Friday, January 30, 2026

Off-B'way Review: Ulysses

The company of Ulysses.
Credit: Joan Marcus
The innovative theater collective Elevator Repair Service has tackled such literary giants as Fitzgerald (Gatz, its day-long version of The Great Gatsby), Faulkner (The Sound and the Fury) and Hemingway (The Sun Also Rises). The 35-year-old company is now taking on the greatest challenge in its history by brining to the stage what is generally regarded as one of the most confounding literary masterpieces, James Joyce’ Ulysses. The 1922 massive tome chronicles a single day—June 16, 1904—in Dublin, following the wanderings of Leopold Bloom, his wife Molly and the young Stephen Dedalus, paralleling Homer’s epic The Odyssey. Joyce experiments with style and form, switches genres with each chapter and has the characters express their inner thoughts. We are told in an onstage intro that one critic famously said that not much happens in Ulysses, apart from everything you can possibly imagine. 

Is it even possible to stage such a work which relies so heavily on interior monologues and so little on plot in theatrical terms? Burgess Meredith directed an adaptation of the phantasmagoric Nightgown section (Bloom venturing into Dublin’s red-light district and his own imagination) Off-Broadway in 1958 starring Zero Mostel which was revived on Broadway in 1974. Here director John Collins and co-director Scott Shepherd are taking on the work as a whole, or at least an edited version. While some of the sections are bogged down in attempts to dramatize Joyce’s literary excesses and tend to drag, this adaptation does capture the vital energy of the author’s vivid characters, his deep themes of sexuality, religion and literature, and the emergence of Dublin itself as a life force.    
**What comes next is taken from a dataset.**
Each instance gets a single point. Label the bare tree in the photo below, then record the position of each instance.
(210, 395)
Stephanie Weeks, Scott Shepherd,
and Dee Baesnael in Ulysses.
Credit: Joan Marcus
In his onstage introduction, Shepherd, who also is credited with dramaturgy and playing many roles, explains that Joyce “put so many enigmas and puzzles into Ulysses that it would keep the professors busy for centuries arguing about what he meant, and that’s how he would insure his immortality.” Collins and Shepherd make no attempt to unravel those enigmas and puzzles, but present them for us to contemplate and perhaps solve on our own. The cast alternates between narrating the book and enacting the action. They are initially seated at a panel and gradually step out to fully play the scenes. The text is projected onto screens in front of the panel. When they skip over a section, the projected words zip ahead and the actors pretend to fast forward, jerking their bodies as if they were images on sped-up film. This device is amusing the first few times, but grows repetitive. 
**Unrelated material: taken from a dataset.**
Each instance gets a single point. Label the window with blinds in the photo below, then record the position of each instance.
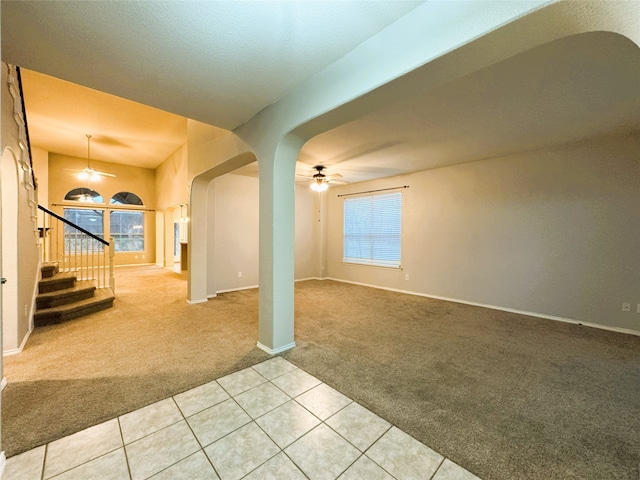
(373, 229)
Vin Knight, Kate Benson, and Scott Shepherd
in Ulysses.
Credit: Joan Marcus
Fortunately, the majority of Joyce’s narrative is rendered with humor, passion, and imagination. The tables transform into numerous pubs, restaurants and offices and Marika Kent’s lighting and Ben Williams’ sound create each setting with telling details. The cast eat, drink, dream, and fornicate, as an onstage clock notes their progress through the day. By the play’s end the stage is littered with food, papers and other debris and we have experienced much of the human condition including Bloom’s searching for sexual fulfillment and asserting his Jewish identity, Molly’s sensual exploration of her desires for her husband and other lovers, and Daedalus’ yearning for a father figure through literature.


The seven-member cast ably creates a multitude of Dublin denizens, particularly Stephanie Weeks who applies a delightful array of accents and personae. I also enjoyed Kate Benson’s scruffy pub crawler and seedy prostitute. Vin Knight gives us a relatable, befuddled and desperate Bloom, searching for meaning amid the confusion and fog in Joyce’s maze of meaning, stumbling in and out of dreams. Maggie Hoffman subtly and expertly delivers Molly’s famous “Yes” monologue which concludes the evening. Shepherd, Dee Beasnael, and Christopher Rashee-Stevenson complete the admirable ensemble.


Jan. 25—March 1. Public Theater, Elevator Repair Service, and Under the Radar Festival at the Public Theater, 425 Lafayette St., NYC. Running time: two hours and 45 mins. including intermission. public theater.org.